Students at Rye Jr. High School began building the ship as a science project to learn about currents, science and math, through a statement. They worked with Educational Passagesa non-profit organization that educates children about the ocean.
The students were preparing to decorate their ship, which they named rye riptides– when Covid-19 sent them home for the rest of the school year.
“Devastating. The kids were devastated too, so it was a little difficult,” science teacher Sheila Adams told the Portsmouth HeraldIt’s Ian Lenahan. But they continued virtually; the students sent in their teacher artwork, which was scanned, printed, laminated, and glued to the deck of the boat as a collage.
“Over the summer we worked together to try to find a deployer for the vessel who could take the boat out to sea beyond the Gulf of Maine, but we found it difficult with all the restrictions in place,” said Cassie Stymiest, director of Educational Passages, told in the statement. “So we waited until the fall and virtually introduced the new 5th grade class to the project.”
The new science class chose messages to put inside the boat and colors for it, for NPRIt’s Rachel Treisman. Adams filled the boat with photos of the middle schoolers, a face mask with their signatures, fall leaves, acorns and state quarters, says the Portsmouth Herald.
On October 25, 2020, the Sea Education Association of Woods Hole, Massachusetts, launched the mini-boat.
The boat’s GPS recorded locations throughout its journey which the student recorded on a map. After ten months, hurricane season hit and the GPS started reporting only intermittently.

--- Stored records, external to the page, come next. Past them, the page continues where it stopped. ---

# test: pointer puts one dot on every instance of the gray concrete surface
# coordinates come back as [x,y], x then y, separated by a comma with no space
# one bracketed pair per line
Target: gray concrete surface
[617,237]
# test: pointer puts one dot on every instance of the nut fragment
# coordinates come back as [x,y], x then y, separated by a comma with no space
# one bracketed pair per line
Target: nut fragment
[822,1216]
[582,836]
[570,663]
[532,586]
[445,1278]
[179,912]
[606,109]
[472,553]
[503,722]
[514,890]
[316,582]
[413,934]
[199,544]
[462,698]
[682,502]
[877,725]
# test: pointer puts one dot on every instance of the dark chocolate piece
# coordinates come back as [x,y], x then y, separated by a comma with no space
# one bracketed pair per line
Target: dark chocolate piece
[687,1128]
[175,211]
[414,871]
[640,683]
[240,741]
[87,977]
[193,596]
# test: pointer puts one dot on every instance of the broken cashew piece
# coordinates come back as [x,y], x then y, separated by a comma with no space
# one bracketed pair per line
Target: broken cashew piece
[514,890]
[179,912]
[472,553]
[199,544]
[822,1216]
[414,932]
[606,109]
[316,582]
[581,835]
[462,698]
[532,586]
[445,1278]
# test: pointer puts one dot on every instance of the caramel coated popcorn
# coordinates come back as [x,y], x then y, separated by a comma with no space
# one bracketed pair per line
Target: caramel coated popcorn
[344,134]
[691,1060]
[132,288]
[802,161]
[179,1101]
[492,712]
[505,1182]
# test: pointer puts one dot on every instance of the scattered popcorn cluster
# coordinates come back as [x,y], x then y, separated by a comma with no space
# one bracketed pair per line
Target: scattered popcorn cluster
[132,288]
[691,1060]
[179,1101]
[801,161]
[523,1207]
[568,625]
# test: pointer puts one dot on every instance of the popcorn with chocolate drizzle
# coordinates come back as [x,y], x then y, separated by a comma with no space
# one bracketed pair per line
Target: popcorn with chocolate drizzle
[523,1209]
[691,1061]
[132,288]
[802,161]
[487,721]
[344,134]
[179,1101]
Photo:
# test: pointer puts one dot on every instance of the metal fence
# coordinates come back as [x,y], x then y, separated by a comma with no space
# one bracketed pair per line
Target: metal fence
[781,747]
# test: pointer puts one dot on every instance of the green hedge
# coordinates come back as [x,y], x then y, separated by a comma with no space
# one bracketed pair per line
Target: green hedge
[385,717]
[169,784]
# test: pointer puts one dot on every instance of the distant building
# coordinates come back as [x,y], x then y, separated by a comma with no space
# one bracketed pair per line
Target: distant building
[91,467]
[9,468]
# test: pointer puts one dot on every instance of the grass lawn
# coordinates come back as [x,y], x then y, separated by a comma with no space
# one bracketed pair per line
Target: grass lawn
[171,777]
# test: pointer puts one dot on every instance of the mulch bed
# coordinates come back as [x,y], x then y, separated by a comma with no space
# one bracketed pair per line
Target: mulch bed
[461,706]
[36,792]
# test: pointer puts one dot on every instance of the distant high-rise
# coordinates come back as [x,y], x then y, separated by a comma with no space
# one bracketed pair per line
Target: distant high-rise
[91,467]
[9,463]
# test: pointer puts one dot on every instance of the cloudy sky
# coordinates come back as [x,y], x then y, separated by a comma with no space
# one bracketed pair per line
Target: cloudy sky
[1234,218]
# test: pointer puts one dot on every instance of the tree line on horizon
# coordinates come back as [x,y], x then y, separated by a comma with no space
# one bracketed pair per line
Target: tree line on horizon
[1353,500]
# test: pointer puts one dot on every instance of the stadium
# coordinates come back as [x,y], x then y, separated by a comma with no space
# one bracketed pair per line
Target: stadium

He sent a whereabouts on September 30, 2021, then went silent.
Four months later, the boat reported a location on an uninhabited island at Smøla, near Dyrnes, Norway. Educational Passages sent a Facebook message to a nearby school to see if anyone could pick it up. Although school was on vacation, she posted the request to a community group, where the mother of a local sixth-grader saw her.
After school on February 1, Karel Nuncic, his parents and their pup traveled by boat to the island to find rye riptides. They found the small ship adorned with barnacles and devoid of its mast, hull and keel. Most of the ship’s deck and cargo remained intact. Nunic’s mother filmed the discovery, reports NBC10 Bostonis Katherine Underwood.
“I was going crazy,” Rye sixth-grader Jack Facella told NBC10. “I was very excited and happy.”
Nuncic brought the boat to school with him the next day, and his class opened it. In mid-February, the students from Norway and New Hampshire met on Zoom, per Educational Passages.
“It was really cool, because now our little fifth-grade project that meant so much to us, now it means a lot to everyone,” seventh-grader Molly Flynn told NBC10. “It’s like this little boat has changed our lives so much.”